The guinea pig (GP) or cavy, Cavia porcellus, is the domesticated form of a rodent found native to the Andes Mountains of South America. In the sixteenth century they were brought to Europe and selectively bred into three main varieties. Though more recently, a multitude of new varieties have been developed through mutation of these three basic types:

   1. Shorthaired or the English or American Cavy has short hair. 

   2. Abyssinian cavy has short rough hair formed in whorls or rosettes. 

   3. Peruvian Cavy has long hair often exceeding 6 inches in length.

All three breeds exist in a variety of colors. Adult males weigh around 1000 grams, females weigh between 700 to 850 grams.
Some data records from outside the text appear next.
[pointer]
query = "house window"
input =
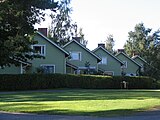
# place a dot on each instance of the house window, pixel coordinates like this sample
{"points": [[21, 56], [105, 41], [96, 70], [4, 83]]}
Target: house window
{"points": [[76, 56], [103, 61], [39, 49], [48, 69], [125, 64], [109, 73]]}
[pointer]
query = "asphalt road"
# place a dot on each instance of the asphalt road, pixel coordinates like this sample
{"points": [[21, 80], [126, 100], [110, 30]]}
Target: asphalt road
{"points": [[151, 115]]}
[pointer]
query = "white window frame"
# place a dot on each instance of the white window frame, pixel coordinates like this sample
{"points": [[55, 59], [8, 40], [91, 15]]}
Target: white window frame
{"points": [[37, 45], [49, 65], [109, 72], [125, 64], [79, 55], [102, 61]]}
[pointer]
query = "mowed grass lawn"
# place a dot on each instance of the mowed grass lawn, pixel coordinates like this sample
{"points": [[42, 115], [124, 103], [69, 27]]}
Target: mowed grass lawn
{"points": [[81, 102]]}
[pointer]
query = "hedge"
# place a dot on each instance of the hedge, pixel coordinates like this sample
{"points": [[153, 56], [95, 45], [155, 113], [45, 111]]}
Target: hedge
{"points": [[51, 81]]}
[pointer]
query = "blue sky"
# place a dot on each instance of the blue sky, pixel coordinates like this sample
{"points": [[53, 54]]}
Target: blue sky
{"points": [[99, 18]]}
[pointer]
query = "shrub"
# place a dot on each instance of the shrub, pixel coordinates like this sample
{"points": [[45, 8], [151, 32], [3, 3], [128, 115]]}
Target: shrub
{"points": [[51, 81]]}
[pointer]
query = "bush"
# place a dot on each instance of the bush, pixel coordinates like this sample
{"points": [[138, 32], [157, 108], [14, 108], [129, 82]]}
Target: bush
{"points": [[51, 81]]}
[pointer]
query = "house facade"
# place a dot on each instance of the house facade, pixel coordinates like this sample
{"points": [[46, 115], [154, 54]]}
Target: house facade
{"points": [[85, 60], [54, 60], [110, 65], [130, 67]]}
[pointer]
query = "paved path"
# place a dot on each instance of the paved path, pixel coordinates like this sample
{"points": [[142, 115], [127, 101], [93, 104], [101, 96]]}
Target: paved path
{"points": [[152, 115]]}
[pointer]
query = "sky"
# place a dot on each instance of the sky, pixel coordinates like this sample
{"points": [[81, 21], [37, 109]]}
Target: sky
{"points": [[99, 18]]}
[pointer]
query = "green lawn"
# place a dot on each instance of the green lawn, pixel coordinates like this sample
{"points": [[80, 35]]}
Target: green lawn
{"points": [[81, 102]]}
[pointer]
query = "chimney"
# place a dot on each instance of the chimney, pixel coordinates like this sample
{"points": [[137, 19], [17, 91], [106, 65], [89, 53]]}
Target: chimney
{"points": [[101, 44], [121, 50], [43, 31]]}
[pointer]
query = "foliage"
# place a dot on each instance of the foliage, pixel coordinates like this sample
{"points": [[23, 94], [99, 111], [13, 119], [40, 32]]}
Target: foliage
{"points": [[50, 81], [147, 45], [62, 28], [16, 28], [110, 43]]}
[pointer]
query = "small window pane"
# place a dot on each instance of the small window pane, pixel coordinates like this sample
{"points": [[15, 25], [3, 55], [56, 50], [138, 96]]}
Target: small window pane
{"points": [[75, 56], [48, 69]]}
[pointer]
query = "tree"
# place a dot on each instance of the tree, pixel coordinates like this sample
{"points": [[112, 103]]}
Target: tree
{"points": [[61, 26], [147, 45], [110, 43], [17, 19]]}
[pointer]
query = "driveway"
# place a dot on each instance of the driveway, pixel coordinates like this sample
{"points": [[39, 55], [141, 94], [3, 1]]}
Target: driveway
{"points": [[151, 115]]}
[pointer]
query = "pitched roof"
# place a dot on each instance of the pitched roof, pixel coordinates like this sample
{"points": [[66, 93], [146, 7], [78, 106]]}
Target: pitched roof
{"points": [[98, 58], [53, 43], [137, 56], [129, 58], [71, 65], [100, 47]]}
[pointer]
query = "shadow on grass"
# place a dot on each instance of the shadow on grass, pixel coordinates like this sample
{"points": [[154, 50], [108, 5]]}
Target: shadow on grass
{"points": [[107, 113], [73, 95]]}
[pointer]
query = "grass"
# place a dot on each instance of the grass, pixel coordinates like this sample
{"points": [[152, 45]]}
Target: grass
{"points": [[81, 102]]}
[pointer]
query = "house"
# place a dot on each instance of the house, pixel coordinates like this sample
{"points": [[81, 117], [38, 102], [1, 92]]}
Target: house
{"points": [[141, 61], [54, 60], [110, 65], [130, 67], [81, 57]]}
Life expectancy ranges up to 8 years with 4-6 years average.

Picture above is a skinny pig named Wilbur. These pigs are for the most part hairless except for coarse hair around the head and extremities.


A pelleted diet formulated specifically for guinea pigs should be the primary diet along with timothy hay and greens. Stay away from the new seed, dried veggie and pellet formulas. These tend to promote stomach distress and dental disease. Make sure the pellets are made for GP’s, these have additional Vitamin C. Vitamin C degrades rapidly when exposed to heat, humidity and light; therefore it is best not to buy pellets in large quantities. Pellets should be used within 3 months of the milling date on the package.

Guinea pigs have an absolute dietary requirement for vitamin C, without it they may become very ill. A daily supplement of Vitamin C should total 100 mg. Children’s chewable Vitamin C tablets can be offered or Oxbow chewable vitamin C tablets. Refer to our healthy greens for guinea pigs care sheet for fresh veggie ideas.

New foods should be introduced gradually, to make sure your guinea pig does not develop diarrhea.

Timothy hay or oat grass hay should be offered daily.